Ainsi donc l’explication des prières non-exaucées serait là : on ne peut pas dire que Dieu n’exauce pas, mais il exauce avec sa propre gestion du temps, donc, de notre point de vue, souvent avec du retard. Vous allez me dire que c’est encore pire car lorsqu’on prie pour une guérison, il ne faut pas que Dieu nous fasse attendre car la mort, elle, n’attendra pas. Alors, comment comprendre cette phrase énigmatique ? Je me risque à une interprétation, tout en ayant bien conscience que ces questions sont extrêmement délicates parce que douloureuses. En apportant une restriction à l’action de Dieu, restriction dont la formulation est compliquée, j’ai l’impression que Jésus nous dit : vous ne pouvez pas percer le mystère de l’action Dieu en faveur des hommes et comprendre sa manière de répondre à vos prières. Mais, par contre, il y a une chose que je vous demande, c’est de ne jamais remettre en cause sa bonté. Ce n’est pas parce que vous ne comprenez pas qu’il faut en déduire que Dieu n’est pas bon. Parce qu’alors, si vous remettez en cause sa bonté, votre foi va mourir, d’où sa question : « le Fils de l’homme, quand il viendra, trouvera-t-il la foi sur la terre ? » C’est donc un appel à la foi qui nous est lancé dans cet évangile, qui ne fait qu’enfoncer le clou par rapport à ces derniers dimanches. Vous ne comprendrez jamais tout nous dit Jésus, mas même quand vous ne comprenez pas, surtout ne baissez pas les bras !

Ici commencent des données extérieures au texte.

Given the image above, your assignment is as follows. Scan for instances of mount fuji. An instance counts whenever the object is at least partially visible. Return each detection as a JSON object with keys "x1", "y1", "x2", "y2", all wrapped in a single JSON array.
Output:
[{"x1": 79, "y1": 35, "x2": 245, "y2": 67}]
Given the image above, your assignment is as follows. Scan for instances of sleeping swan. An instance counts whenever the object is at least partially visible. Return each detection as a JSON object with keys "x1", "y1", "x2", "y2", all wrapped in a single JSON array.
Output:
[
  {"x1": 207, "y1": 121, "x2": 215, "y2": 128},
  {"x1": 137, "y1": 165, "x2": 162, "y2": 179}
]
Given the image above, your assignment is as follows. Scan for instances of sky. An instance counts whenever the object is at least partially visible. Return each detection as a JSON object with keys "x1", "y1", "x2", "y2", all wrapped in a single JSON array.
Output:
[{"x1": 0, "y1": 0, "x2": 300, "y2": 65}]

 Et, c’est là que la 1° lecture va nous être précieuse. Le livre de l’Exode nous parlait de cet épisode étonnant au cours duquel une rude bataille était engagée contre ceux qui vont se révéler en permanence les ennemis du Peuple de Dieu. Moïse envoie Josué au combat et lui, il monte sur une colline avec Aaron et Hour. Nous avons entendu cette si belle image parlant de l’efficacité de la prière : « Quand Moïse tenait la main levée, Israël était le plus fort. Quand il la laissait retomber, Amalec était le plus fort. » Comme tout le monde, quand Moïse n’en peut plus, il est tenté de baisser les bras, mais les conséquences sont dramatiques.

Alors, une double suggestion est faite à Moïse : 1/ s’asseoir et 2/ de laisser Aaron et Hour lui tenir les bras levés. Voilà peut-être le secret de l’attitude juste quand nous rencontrons des personnes qui n’en peuvent plus, qui sont à deux doigts de laisser tomber la foi, de baisser les bras à cause de leurs prières non-exaucées. Il faut

1/ d’abord s’occuper d’elles, pas chercher à les convaincre que Dieu reste bon, s’occuper d’elles comme on s’est occupé de Moïse en le faisait asseoir, il faut leur faire du bien, beaucoup de bien.

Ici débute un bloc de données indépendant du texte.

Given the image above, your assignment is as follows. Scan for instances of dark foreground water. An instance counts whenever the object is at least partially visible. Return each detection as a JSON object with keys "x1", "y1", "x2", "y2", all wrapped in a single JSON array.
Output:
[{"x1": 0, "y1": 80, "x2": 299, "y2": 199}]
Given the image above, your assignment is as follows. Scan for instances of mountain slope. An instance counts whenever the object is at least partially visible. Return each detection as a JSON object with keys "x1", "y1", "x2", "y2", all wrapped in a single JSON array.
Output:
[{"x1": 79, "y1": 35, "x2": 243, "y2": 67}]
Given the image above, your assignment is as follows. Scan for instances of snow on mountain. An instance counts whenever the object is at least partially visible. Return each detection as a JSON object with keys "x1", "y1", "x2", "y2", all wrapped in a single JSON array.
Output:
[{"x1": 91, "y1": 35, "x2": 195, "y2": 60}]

2/ puisqu’elles ne peuvent plus lever les bras vers le ciel dans la prière, c’est à nous de prendre le relai pour elles, comme l’ont fait Aaron et Hour pour Moïse.

Nous ne comprendrons jamais tout de Dieu, de sa manière d’entendre nos prières, mais une chose est sûre, bien des crises de foi pourraient être évitées, si ceux qui les traversent trouvaient autour d’eux des frères, de vrais frères qui leur fassent du bien, beaucoup de bien et qui prennent le relai de la prière devenue impossible pour eux. Comment continuer à croire que Dieu est bon quand tout le monde vous lâche en disant pour se donner bonne conscience : on ne va pas vous voir parce qu’avec toutes vos difficultés, vous devez avoir besoin de calme ! Tu parles, c’est de fraternité qu’on a besoin dans ces moments-là, pas de tranquillité !

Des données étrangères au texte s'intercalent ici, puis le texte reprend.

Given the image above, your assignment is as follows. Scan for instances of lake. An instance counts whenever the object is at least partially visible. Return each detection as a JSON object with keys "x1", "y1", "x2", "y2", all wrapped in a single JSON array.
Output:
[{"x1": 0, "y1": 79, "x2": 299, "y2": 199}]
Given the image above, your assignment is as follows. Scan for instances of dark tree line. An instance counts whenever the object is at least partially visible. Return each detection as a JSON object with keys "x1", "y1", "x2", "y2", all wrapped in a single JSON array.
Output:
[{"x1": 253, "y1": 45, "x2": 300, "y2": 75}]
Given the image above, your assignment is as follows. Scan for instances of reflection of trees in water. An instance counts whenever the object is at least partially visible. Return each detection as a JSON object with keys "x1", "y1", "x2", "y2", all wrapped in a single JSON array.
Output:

En t’accueillant au cours de cette messe, Seigneur, nous te demandons de nous aider à devenir ces frères qui ne lâcheront pas ceux qui vivent déjà la lourde épreuve d’avoir le sentiment d’être lâchés par Dieu. Et nous te demandons de nous donner des frères quand, nous-mêmes, nous traverserons cette épreuve. C’est ainsi que, le fils de l’homme, quand il viendra pourra trouver encore de la foi sur la terre.